Cylichnus vanus

Scientific classification
- Kingdom: Animalia
- Phylum: Arthropoda
- Class: Insecta
- Order: Coleoptera
- Suborder: Polyphaga
- Infraorder: Scarabaeiformia
- Family: Scarabaeidae
- Genus: Cylichnus
- Species: C. vanus
- Binomial name: Cylichnus vanus Péringuey, 1902

= Cylichnus vanus =

- Genus: Cylichnus
- Species: vanus
- Authority: Péringuey, 1902

Species of beetle

Cylichnus vanus is a species of beetle of the family Scarabaeidae. It is found in South Africa (Eastern Cape).

== Description ==
Adults reach a length of about 9 mm. Males have a black head, with the clypeus slightly brown and the pronotum and elytra chestnut-brown, but with the median anterior part of the former a little infuscate.

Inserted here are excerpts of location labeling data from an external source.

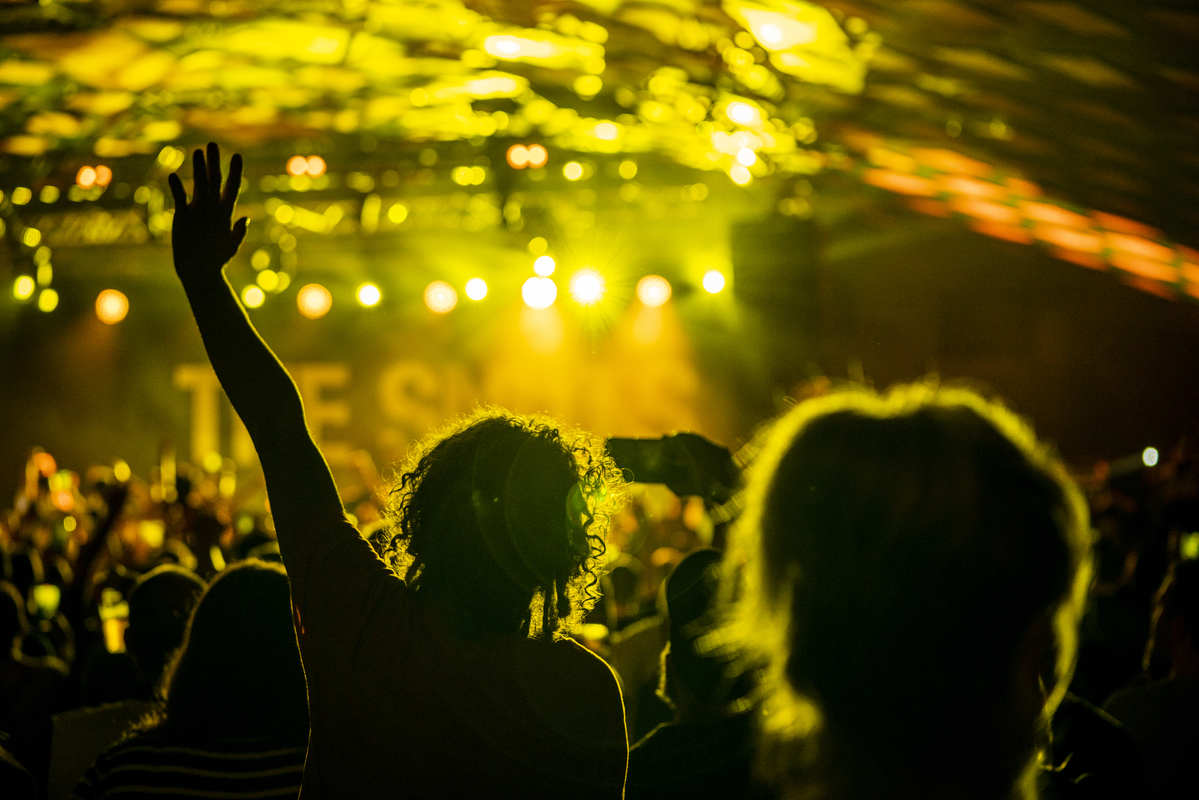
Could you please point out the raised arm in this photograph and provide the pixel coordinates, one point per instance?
(204, 238)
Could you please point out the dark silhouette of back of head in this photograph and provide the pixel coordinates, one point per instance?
(916, 564)
(160, 606)
(239, 671)
(502, 513)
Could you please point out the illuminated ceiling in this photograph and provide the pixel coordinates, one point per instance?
(1091, 102)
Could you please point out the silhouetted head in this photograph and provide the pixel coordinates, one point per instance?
(13, 618)
(915, 563)
(501, 516)
(160, 606)
(239, 671)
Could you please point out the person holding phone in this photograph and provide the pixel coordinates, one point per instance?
(458, 678)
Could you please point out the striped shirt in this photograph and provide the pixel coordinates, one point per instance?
(162, 765)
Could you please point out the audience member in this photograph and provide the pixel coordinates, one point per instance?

Both the head and clypeus are equally shagreened and the pronotum is very finely punctured, the punctures are very dense, and among them are some large ones bearing each a very short, appressed greyish hair. The pronotum have hardly any punctures. The elytra are plainly bi-costate on each side, but also have a less well-defined third discoidal costule, the suture is raised, and it is covered by very closely set punctures bearing each a minute greyish flavescent appressed hair. The pygidium and abdomen have similar hairs
which are not, however, so closely set. The legs are testaceous. Females are very different from the males. They are reddish-brown all over, and the pronotum has much more numerous cicatricose punctures and the elytra are covered with broad very closely set punctures having a smaller one in the centre, these punctures are more cicatricose in the anterior than in the posterior part, the appressed hairs are considerably less dense and are finer.